My current approach:
find the desired offset
store in a buffer the blocks that precede the desired insert point
append the byte slice to that buffer
append the rest of the file
Write to disk
Problem is:
It is not a given that the whole file can fit in memory
It is inefficient
I have looked into available libraries and sadly the best match I have found os.WriteAt
overwrites the following blocks.
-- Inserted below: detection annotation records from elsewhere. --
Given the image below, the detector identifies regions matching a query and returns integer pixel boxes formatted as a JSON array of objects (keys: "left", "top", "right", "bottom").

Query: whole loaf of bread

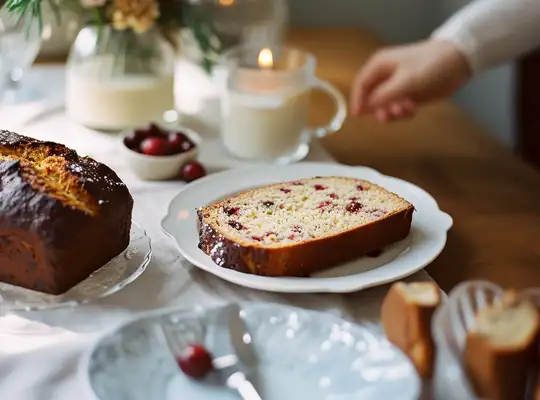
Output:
[{"left": 0, "top": 131, "right": 133, "bottom": 294}]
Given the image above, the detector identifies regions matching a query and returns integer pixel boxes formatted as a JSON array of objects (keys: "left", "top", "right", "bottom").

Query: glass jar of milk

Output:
[{"left": 66, "top": 26, "right": 175, "bottom": 131}]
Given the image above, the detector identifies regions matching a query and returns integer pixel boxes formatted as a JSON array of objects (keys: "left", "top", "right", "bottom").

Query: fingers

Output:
[
  {"left": 375, "top": 99, "right": 416, "bottom": 122},
  {"left": 368, "top": 72, "right": 414, "bottom": 109},
  {"left": 350, "top": 55, "right": 395, "bottom": 115}
]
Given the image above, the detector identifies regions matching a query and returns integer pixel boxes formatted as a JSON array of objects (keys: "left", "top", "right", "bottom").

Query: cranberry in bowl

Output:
[{"left": 120, "top": 123, "right": 202, "bottom": 180}]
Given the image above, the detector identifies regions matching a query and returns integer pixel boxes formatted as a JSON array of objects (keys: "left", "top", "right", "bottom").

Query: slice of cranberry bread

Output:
[{"left": 197, "top": 177, "right": 414, "bottom": 276}]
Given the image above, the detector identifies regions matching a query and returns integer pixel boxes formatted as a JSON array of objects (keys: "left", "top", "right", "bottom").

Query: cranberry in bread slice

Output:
[
  {"left": 381, "top": 282, "right": 441, "bottom": 379},
  {"left": 464, "top": 293, "right": 540, "bottom": 400}
]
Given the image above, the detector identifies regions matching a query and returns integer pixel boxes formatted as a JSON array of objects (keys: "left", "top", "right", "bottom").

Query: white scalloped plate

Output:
[
  {"left": 79, "top": 302, "right": 420, "bottom": 400},
  {"left": 161, "top": 163, "right": 452, "bottom": 293}
]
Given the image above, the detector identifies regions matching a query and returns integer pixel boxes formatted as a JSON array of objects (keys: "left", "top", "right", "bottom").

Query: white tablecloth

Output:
[{"left": 0, "top": 67, "right": 430, "bottom": 400}]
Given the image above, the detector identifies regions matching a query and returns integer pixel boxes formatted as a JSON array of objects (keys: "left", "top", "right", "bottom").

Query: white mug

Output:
[{"left": 221, "top": 47, "right": 347, "bottom": 164}]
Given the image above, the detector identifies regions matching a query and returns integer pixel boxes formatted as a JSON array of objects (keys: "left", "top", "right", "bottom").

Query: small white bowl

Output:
[{"left": 120, "top": 124, "right": 202, "bottom": 181}]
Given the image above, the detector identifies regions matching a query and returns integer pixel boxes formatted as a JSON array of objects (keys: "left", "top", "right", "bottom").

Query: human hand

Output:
[{"left": 350, "top": 39, "right": 471, "bottom": 122}]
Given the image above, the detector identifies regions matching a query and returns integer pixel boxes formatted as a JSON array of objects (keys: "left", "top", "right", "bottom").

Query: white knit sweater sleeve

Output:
[{"left": 432, "top": 0, "right": 540, "bottom": 73}]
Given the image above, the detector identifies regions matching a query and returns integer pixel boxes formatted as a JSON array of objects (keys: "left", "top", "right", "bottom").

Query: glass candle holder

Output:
[{"left": 221, "top": 46, "right": 347, "bottom": 164}]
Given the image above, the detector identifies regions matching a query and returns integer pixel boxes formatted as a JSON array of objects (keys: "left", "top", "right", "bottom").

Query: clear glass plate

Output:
[
  {"left": 79, "top": 302, "right": 420, "bottom": 400},
  {"left": 0, "top": 222, "right": 152, "bottom": 314}
]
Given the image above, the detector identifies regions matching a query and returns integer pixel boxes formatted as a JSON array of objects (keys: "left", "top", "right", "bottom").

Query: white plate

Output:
[
  {"left": 0, "top": 222, "right": 152, "bottom": 314},
  {"left": 162, "top": 163, "right": 452, "bottom": 293},
  {"left": 80, "top": 302, "right": 420, "bottom": 400}
]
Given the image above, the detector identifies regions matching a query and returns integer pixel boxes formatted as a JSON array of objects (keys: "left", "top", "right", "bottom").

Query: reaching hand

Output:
[{"left": 351, "top": 40, "right": 471, "bottom": 121}]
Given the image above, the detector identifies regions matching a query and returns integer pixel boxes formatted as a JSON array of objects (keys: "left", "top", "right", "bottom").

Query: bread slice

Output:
[
  {"left": 197, "top": 177, "right": 414, "bottom": 276},
  {"left": 464, "top": 292, "right": 540, "bottom": 400},
  {"left": 381, "top": 282, "right": 441, "bottom": 379}
]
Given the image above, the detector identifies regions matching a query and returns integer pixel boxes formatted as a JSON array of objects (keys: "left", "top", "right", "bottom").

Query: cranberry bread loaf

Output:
[
  {"left": 0, "top": 131, "right": 133, "bottom": 294},
  {"left": 381, "top": 282, "right": 441, "bottom": 379},
  {"left": 197, "top": 177, "right": 414, "bottom": 276},
  {"left": 464, "top": 292, "right": 540, "bottom": 400}
]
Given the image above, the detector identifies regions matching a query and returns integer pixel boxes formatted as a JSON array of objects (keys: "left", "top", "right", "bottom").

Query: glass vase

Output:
[{"left": 66, "top": 26, "right": 175, "bottom": 131}]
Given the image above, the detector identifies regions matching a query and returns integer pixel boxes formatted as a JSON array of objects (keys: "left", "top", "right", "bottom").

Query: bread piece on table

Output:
[
  {"left": 381, "top": 282, "right": 441, "bottom": 379},
  {"left": 198, "top": 177, "right": 414, "bottom": 276},
  {"left": 464, "top": 293, "right": 540, "bottom": 400},
  {"left": 0, "top": 131, "right": 133, "bottom": 294}
]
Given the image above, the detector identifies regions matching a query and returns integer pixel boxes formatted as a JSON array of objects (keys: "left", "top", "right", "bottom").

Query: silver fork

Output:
[{"left": 158, "top": 304, "right": 262, "bottom": 400}]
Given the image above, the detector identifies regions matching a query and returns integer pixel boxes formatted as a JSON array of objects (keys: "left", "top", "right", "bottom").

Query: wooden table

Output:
[
  {"left": 38, "top": 29, "right": 540, "bottom": 291},
  {"left": 290, "top": 29, "right": 540, "bottom": 291}
]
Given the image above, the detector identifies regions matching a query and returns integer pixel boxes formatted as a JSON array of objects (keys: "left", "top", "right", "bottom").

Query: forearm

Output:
[{"left": 432, "top": 0, "right": 540, "bottom": 73}]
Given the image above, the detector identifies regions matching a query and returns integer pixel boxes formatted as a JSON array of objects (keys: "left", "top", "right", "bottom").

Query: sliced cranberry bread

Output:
[{"left": 197, "top": 177, "right": 414, "bottom": 276}]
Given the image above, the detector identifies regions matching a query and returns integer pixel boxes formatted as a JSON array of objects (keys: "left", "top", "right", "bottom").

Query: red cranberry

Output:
[
  {"left": 227, "top": 221, "right": 246, "bottom": 231},
  {"left": 182, "top": 161, "right": 206, "bottom": 182},
  {"left": 167, "top": 132, "right": 195, "bottom": 154},
  {"left": 141, "top": 137, "right": 167, "bottom": 156},
  {"left": 317, "top": 200, "right": 332, "bottom": 210},
  {"left": 145, "top": 124, "right": 166, "bottom": 137},
  {"left": 223, "top": 206, "right": 240, "bottom": 217},
  {"left": 177, "top": 344, "right": 212, "bottom": 379},
  {"left": 345, "top": 201, "right": 363, "bottom": 213}
]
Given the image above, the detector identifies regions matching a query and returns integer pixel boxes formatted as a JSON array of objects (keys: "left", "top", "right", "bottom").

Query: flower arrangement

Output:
[{"left": 0, "top": 0, "right": 224, "bottom": 71}]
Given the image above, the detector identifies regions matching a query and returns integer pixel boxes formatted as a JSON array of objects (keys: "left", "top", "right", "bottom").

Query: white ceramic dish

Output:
[
  {"left": 0, "top": 222, "right": 152, "bottom": 315},
  {"left": 432, "top": 281, "right": 540, "bottom": 400},
  {"left": 118, "top": 124, "right": 202, "bottom": 181},
  {"left": 80, "top": 302, "right": 420, "bottom": 400},
  {"left": 162, "top": 163, "right": 452, "bottom": 293}
]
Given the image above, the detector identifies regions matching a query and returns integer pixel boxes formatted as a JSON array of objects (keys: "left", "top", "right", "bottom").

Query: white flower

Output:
[{"left": 81, "top": 0, "right": 107, "bottom": 8}]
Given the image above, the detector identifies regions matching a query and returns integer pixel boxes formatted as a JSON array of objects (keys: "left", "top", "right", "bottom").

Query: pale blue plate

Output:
[{"left": 81, "top": 302, "right": 420, "bottom": 400}]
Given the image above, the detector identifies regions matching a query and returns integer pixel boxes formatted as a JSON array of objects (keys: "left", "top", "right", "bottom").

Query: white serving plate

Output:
[
  {"left": 80, "top": 302, "right": 420, "bottom": 400},
  {"left": 162, "top": 163, "right": 452, "bottom": 293}
]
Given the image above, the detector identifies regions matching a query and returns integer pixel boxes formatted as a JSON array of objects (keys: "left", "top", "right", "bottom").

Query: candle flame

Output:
[{"left": 257, "top": 47, "right": 274, "bottom": 68}]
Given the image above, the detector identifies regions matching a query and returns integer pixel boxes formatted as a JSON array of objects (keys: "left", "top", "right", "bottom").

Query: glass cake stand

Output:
[{"left": 0, "top": 222, "right": 152, "bottom": 315}]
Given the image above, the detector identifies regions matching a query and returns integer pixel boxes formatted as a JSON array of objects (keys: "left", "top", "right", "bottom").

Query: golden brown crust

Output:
[
  {"left": 464, "top": 295, "right": 540, "bottom": 400},
  {"left": 197, "top": 206, "right": 413, "bottom": 276},
  {"left": 381, "top": 282, "right": 440, "bottom": 379},
  {"left": 0, "top": 131, "right": 133, "bottom": 294}
]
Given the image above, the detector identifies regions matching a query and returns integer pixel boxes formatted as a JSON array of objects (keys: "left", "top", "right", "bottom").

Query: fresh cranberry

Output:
[
  {"left": 145, "top": 123, "right": 166, "bottom": 137},
  {"left": 227, "top": 221, "right": 246, "bottom": 231},
  {"left": 317, "top": 200, "right": 332, "bottom": 210},
  {"left": 182, "top": 161, "right": 206, "bottom": 182},
  {"left": 141, "top": 137, "right": 167, "bottom": 156},
  {"left": 366, "top": 249, "right": 382, "bottom": 258},
  {"left": 345, "top": 201, "right": 363, "bottom": 213},
  {"left": 167, "top": 132, "right": 195, "bottom": 154},
  {"left": 176, "top": 344, "right": 212, "bottom": 379},
  {"left": 223, "top": 206, "right": 240, "bottom": 217}
]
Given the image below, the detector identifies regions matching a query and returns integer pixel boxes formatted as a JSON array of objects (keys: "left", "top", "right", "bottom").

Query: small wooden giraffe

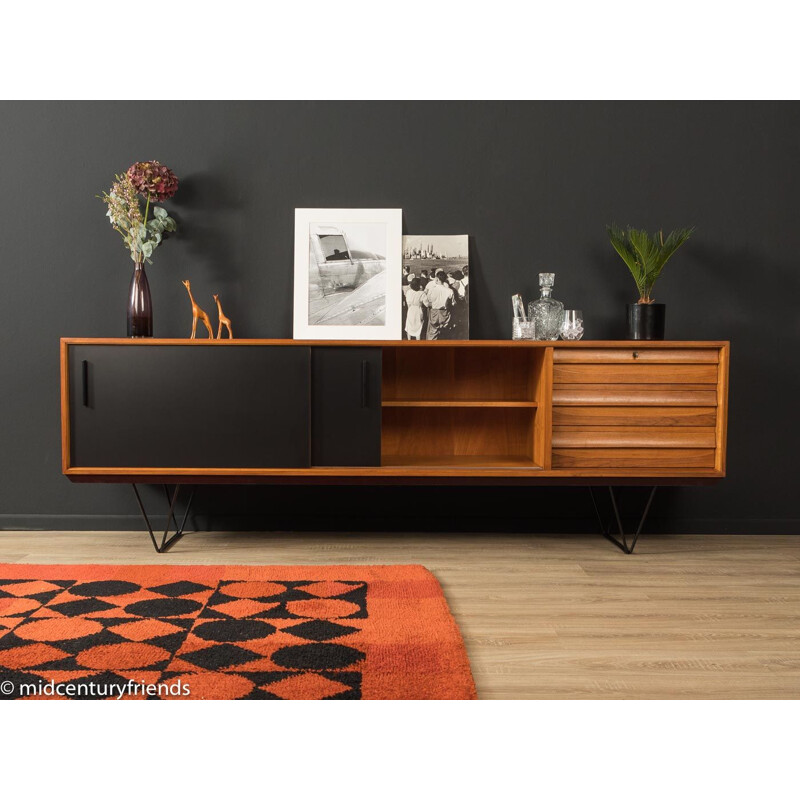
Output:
[
  {"left": 182, "top": 281, "right": 214, "bottom": 339},
  {"left": 214, "top": 294, "right": 233, "bottom": 339}
]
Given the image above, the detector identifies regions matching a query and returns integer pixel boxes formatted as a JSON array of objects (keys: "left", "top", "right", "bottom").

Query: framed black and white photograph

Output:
[
  {"left": 402, "top": 235, "right": 469, "bottom": 340},
  {"left": 294, "top": 208, "right": 402, "bottom": 339}
]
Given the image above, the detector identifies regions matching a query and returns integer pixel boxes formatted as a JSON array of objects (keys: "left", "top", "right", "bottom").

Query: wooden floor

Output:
[{"left": 0, "top": 531, "right": 800, "bottom": 699}]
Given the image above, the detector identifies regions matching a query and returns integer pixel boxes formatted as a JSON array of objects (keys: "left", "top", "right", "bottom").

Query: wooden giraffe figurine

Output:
[
  {"left": 182, "top": 281, "right": 214, "bottom": 339},
  {"left": 214, "top": 294, "right": 233, "bottom": 339}
]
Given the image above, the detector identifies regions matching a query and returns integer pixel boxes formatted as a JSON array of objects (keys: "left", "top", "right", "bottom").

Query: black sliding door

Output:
[
  {"left": 69, "top": 345, "right": 311, "bottom": 469},
  {"left": 311, "top": 347, "right": 382, "bottom": 467}
]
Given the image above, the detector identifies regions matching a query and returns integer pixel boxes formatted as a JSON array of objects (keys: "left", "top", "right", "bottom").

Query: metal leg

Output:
[
  {"left": 131, "top": 483, "right": 194, "bottom": 553},
  {"left": 589, "top": 486, "right": 658, "bottom": 555}
]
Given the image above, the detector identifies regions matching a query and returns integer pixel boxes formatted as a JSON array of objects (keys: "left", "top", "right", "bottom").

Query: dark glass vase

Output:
[{"left": 128, "top": 261, "right": 153, "bottom": 338}]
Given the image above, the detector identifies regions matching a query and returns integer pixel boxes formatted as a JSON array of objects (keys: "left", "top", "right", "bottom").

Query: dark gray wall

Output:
[{"left": 0, "top": 102, "right": 800, "bottom": 532}]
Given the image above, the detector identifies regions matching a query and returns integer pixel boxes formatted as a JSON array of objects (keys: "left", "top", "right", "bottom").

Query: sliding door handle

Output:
[
  {"left": 81, "top": 359, "right": 89, "bottom": 406},
  {"left": 361, "top": 361, "right": 369, "bottom": 408}
]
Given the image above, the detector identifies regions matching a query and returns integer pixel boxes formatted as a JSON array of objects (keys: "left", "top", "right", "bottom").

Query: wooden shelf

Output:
[
  {"left": 381, "top": 455, "right": 541, "bottom": 469},
  {"left": 381, "top": 400, "right": 539, "bottom": 408}
]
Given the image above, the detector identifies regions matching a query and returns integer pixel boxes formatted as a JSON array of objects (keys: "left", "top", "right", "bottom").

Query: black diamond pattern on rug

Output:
[{"left": 0, "top": 579, "right": 367, "bottom": 699}]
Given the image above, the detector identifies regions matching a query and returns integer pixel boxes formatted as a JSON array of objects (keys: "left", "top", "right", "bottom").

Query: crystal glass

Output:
[
  {"left": 511, "top": 317, "right": 536, "bottom": 340},
  {"left": 528, "top": 272, "right": 564, "bottom": 341},
  {"left": 561, "top": 309, "right": 583, "bottom": 342}
]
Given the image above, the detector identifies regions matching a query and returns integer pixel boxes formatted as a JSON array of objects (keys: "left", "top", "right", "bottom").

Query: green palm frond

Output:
[{"left": 606, "top": 224, "right": 695, "bottom": 303}]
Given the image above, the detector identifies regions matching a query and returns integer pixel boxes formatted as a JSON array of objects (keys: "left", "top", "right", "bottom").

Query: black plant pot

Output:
[{"left": 628, "top": 303, "right": 667, "bottom": 339}]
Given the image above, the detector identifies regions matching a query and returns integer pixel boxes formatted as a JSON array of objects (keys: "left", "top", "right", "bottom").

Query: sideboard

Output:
[{"left": 61, "top": 338, "right": 730, "bottom": 552}]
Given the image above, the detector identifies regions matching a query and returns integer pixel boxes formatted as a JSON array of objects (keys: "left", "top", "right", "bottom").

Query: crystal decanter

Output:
[{"left": 528, "top": 272, "right": 564, "bottom": 341}]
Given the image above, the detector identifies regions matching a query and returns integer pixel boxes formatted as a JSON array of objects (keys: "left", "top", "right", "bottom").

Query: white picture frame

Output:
[{"left": 293, "top": 208, "right": 403, "bottom": 340}]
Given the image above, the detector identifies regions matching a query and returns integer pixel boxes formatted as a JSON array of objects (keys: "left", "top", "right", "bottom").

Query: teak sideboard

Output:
[{"left": 61, "top": 339, "right": 729, "bottom": 552}]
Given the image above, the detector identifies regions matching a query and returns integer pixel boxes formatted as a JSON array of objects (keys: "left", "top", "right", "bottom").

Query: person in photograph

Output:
[
  {"left": 402, "top": 272, "right": 417, "bottom": 340},
  {"left": 405, "top": 278, "right": 430, "bottom": 340},
  {"left": 448, "top": 269, "right": 469, "bottom": 339},
  {"left": 425, "top": 270, "right": 455, "bottom": 341}
]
Example:
import "os"
func main() {
pathToFile := "./tmp"
bufferToWrite := []byte{255, 255, 255, 255, 255}
f, _ := os.OpenFile(pathToFile, os.O_CREATE|os.O_RDWR, os.PermMode)
defer f.Close()
f.Write(bufferToWrite)
So, at this point the content of tmp
will be (after $: xxd -g 1 -b tmp
):
11111111 11111111 11111111 (x) 11111111 11111111
Let's try to insert something with offset = 3 (x):
bufferToInsert := []byte{0, 0}
f.WriteAt(bufferToInsert, 3)
}
Output will be:
11111111 11111111 11111111 00000000 00000000
And I want it to be:
11111111 11111111 11111111 00000000 00000000 11111111 11111111
Any ideas?
Instead of inventing your own file format, you could copy the pack file format from Git.
The basic idea is to have an index file and a data file. When you want to insert a slice you just append it to the data file. Then you update the index file, which is usually smaller. Note that the pack file is not designed for real-time updates, but accompanied by individual object files.
Or have a look at the Berkeley DB file format.